Maybe people think the economy is bad because journalists are economically illiterate
This NYT piece is dedicated to gently pointing out in the most subtle and polite possible terms that everything Donald Trump is saying about the state of the nation is a pack of lies, but even in the midst of this salubrious exercise it falls into exactly the sort of nonsensical descriptions that Trump’s lies depend on:
For the first time since that transition 24 years ago, there will be no American troops at war overseas on Inauguration Day. New data reported in the past few days indicate that murders are way down, illegal immigration at the southern border has fallen even below where it was when Mr. Trump left office and roaring stock markets finished their best two years in a quarter-century.
Jobs are up, wages are rising and the economy is growing as fast as it did during Mr. Trump’s presidency. Unemployment is as low as it was just before the Covid-19 pandemic and near its historic best. Domestic energy production is higher than it has ever been.
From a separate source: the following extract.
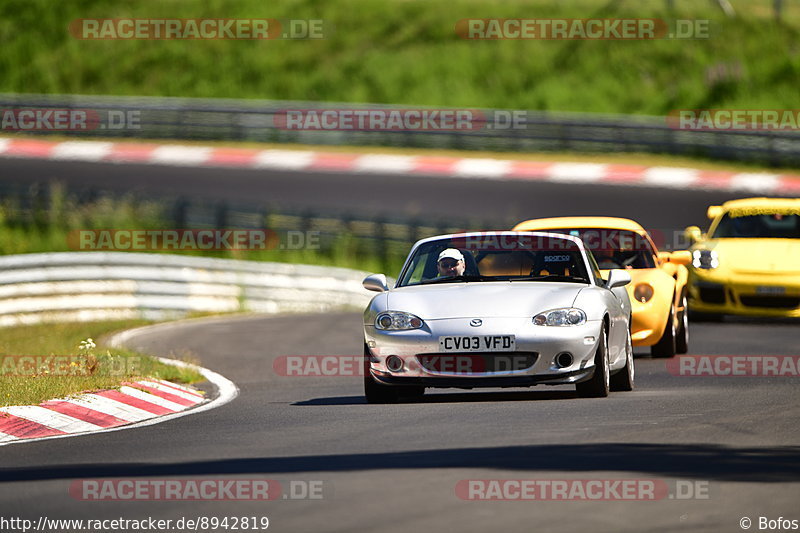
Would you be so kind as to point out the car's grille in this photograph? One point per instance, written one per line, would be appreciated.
(477, 362)
(773, 302)
(713, 294)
The manufacturing sector has more jobs than under any president since Mr. Bush. Drug overdose deaths have fallen for the first time in years.
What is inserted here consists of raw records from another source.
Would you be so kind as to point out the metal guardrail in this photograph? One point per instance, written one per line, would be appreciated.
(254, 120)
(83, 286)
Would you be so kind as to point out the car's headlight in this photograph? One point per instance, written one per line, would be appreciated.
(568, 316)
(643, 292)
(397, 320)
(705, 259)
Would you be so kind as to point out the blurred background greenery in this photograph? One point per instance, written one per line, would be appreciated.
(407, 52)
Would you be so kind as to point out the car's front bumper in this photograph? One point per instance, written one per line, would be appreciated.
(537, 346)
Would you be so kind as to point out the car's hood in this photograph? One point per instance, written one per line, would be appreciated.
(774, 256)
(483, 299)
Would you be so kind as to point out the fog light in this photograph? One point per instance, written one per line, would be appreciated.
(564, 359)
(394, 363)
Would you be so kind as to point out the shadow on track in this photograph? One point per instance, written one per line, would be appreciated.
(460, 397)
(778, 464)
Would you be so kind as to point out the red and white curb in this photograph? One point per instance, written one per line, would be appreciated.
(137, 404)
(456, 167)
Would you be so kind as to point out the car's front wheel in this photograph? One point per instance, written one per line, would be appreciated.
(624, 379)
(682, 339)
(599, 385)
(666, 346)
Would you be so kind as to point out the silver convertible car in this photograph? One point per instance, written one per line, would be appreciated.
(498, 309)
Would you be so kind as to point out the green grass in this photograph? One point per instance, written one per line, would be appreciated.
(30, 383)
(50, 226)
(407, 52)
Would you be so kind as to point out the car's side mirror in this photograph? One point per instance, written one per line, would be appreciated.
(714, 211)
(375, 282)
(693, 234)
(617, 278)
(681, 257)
Sounds good, but naturally we must on the other hand:
Even inflation, the scourge of the Biden presidency, has returned closer to normal, although prices remain higher than they were four years ago.
First, year over year inflation is far lower than both the median and the mean inflation rate over the past 60 years, so it’s not “close to normal” — it’s much lower than “normal,” at least if we assume history didn’t begin in 2011.
But a much worse problem with this slovenly sentence is the claim that nevertheless “prices remain higher than they were four years ago.” This idiotic formulation internalizes the folk psychology that assumes that if rising nominal prices are bad, then falling nominal prices are good. If nominal prices were actually lower now than they were four years ago, that would mean the economy was a catastrophic deflationary spiral, although I have no idea how many hand puppets it would take to explain this to our intrepid correspondent.
This of course is a huge problem with the politics of inflation in general. The belief that a successful battle against inflation means reducing nominal prices is something that makes sense to Nigel Tufnel et al., but Nigel is confused, and it’s your job, fancy credentialed NYT reporter who went to all the best schools, to be less confused than he is.
And again:
The cost of gasoline, while down from its peak, is still about 70 cents per gallon higher than when Mr. Biden took office.
The cost of gasoline is currently almost the same as it was four years ago in real dollars, but more to the point it’s lower than it was — again in those pesky real dollars — than it has been for the vast majority of the past 75 years! (Note that the linked chart ends in 2023 but gas is about 45 cents cheaper now than it was then).
The election of Donald Trump to the presidency of the United States not once but twice will remain an eternal mystery, like how a bumblebee can fly or the professional career of Carrot Top.